Drive a Crooked Road (1954): Dreams on Malibu

Drive A Crooked Road (1934)

And everybody knows that you’re in trouble
Everybody knows what you’ve been through
From the bloody cross on top of Calvary
To the beach of Malibu
Everybody knows it’s coming apart
Take one last look at this Sacred Heart
Before it blows
And everybody knows

– Leonard Cohen, Everybody Knows

Mickey Rooney is a withdrawn car mechanic and amateur racing driver who is seduced, and then conned into driving the souped-up getaway car in a bank robbery. Drive a Crooked Road takes its time in getting to the business, about as long as the femme-fatale takes to bring the shy loner out of his shell. He falls for her – and big time.

The actual heist is an anti-climax and really only sets the scene for the anti-hero’s destruction. The dame gets a conscience and so the carefully laid plans of the villains fall apart.
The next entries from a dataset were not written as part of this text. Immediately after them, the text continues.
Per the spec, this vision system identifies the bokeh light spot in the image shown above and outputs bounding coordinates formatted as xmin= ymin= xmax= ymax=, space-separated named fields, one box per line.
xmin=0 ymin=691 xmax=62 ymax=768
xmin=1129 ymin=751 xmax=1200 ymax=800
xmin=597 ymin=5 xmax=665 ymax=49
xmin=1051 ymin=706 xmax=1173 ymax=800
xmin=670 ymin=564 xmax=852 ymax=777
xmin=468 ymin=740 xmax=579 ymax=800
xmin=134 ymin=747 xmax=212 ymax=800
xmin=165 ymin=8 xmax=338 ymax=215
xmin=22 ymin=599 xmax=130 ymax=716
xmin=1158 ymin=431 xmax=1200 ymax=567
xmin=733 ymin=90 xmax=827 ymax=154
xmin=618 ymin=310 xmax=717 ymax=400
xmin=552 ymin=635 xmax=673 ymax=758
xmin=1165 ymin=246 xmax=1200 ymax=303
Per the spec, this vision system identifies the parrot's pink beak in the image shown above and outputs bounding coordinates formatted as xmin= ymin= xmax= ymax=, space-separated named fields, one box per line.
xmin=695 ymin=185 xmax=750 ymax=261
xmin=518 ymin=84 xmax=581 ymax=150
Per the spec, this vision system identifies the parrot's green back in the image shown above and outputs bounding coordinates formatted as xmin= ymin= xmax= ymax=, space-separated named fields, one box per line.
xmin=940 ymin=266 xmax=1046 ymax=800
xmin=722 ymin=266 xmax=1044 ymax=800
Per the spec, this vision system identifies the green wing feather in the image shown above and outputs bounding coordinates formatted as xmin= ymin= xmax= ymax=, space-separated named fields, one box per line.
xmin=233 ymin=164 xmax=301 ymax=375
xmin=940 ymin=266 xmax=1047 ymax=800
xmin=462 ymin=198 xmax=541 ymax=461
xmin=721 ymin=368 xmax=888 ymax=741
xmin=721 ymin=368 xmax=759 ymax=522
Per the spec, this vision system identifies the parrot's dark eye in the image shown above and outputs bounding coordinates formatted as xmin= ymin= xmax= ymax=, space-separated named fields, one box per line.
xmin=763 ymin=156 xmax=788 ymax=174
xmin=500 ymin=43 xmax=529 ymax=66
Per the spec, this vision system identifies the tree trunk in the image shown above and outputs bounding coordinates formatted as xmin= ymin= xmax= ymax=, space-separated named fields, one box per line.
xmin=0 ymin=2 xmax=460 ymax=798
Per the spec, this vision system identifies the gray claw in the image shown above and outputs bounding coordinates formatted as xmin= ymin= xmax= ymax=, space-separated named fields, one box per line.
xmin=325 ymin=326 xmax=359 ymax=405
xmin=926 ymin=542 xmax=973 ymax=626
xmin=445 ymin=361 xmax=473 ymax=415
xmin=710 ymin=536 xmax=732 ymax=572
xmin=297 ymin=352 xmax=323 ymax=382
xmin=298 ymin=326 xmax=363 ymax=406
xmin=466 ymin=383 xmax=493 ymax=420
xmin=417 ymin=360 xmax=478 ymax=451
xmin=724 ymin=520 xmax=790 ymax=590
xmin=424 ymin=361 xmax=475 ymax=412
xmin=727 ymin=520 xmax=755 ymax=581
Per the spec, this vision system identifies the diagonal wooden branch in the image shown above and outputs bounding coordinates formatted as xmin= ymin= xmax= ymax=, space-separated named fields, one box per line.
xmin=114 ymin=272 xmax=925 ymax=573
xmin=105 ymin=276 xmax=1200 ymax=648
When Rooney reaches the closing scene, two hoods are dead, and he is standing over the prostate femme by moonlight on the sands of Malibu, a smoking revolver in one hand, and the other stroking her hair.

A bleak scenario that has a hard and cynical edge, is rendered competently by a Columbia Pictures team. Not surprisingly Blake Edwards had a hand in the script with the assistance of director Richard Quine. Rooney is low key and carefully resists melodrama in a sympathetic portrayal. Minor 50s actress Dianne Foster is leggy, sultry, sweet, and repentant, by turn. A final descent into histrionics weakens the portrayal though.

The dénouement plays out in the shadow of a beach house on Malibu and harkens forward to the nuclear apocalypse that ended Robert Aldrich’s Kiss Me Deadly the following year. Here the devastation is totally personal. The crushing of a less than average joe is brutal and undeserved. Fate and good ol’ American greed in cahoots take a man’s dreams and loneliness and twist them into a lose-lose no exit dilemma.

The hoods are distinctly middle-class. Dinner parties at the beach house and the conniving host cooking up a storm in the kitchen. It’s only a business proposition you see. Forget that a wise-cracking loathsome henchman mans the bar.

 

2 thoughts on “Drive a Crooked Road (1954): Dreams on Malibu”

  1. “Here the devastation is totally personal. The crushing of a less than average joe is brutal and undeserved. Fate and good ol’ American greed in cahoots take a man’s dreams and loneliness and twist them into a lose-lose no exit dilemma.”

    Utterly fascinating! Nice to see that Cigar Joe concurs with yet another masterful assessment of a relatively obscure film – one I am sad to admit I have not yet seen. And a fitting ‘noirish’ tribute to the recently deceased American institution Mickey Rooney in an off-beat role. Your description doomsday picture superbly conveys both the context and the atmosphere. And love that Leonard Cohen verse lead in!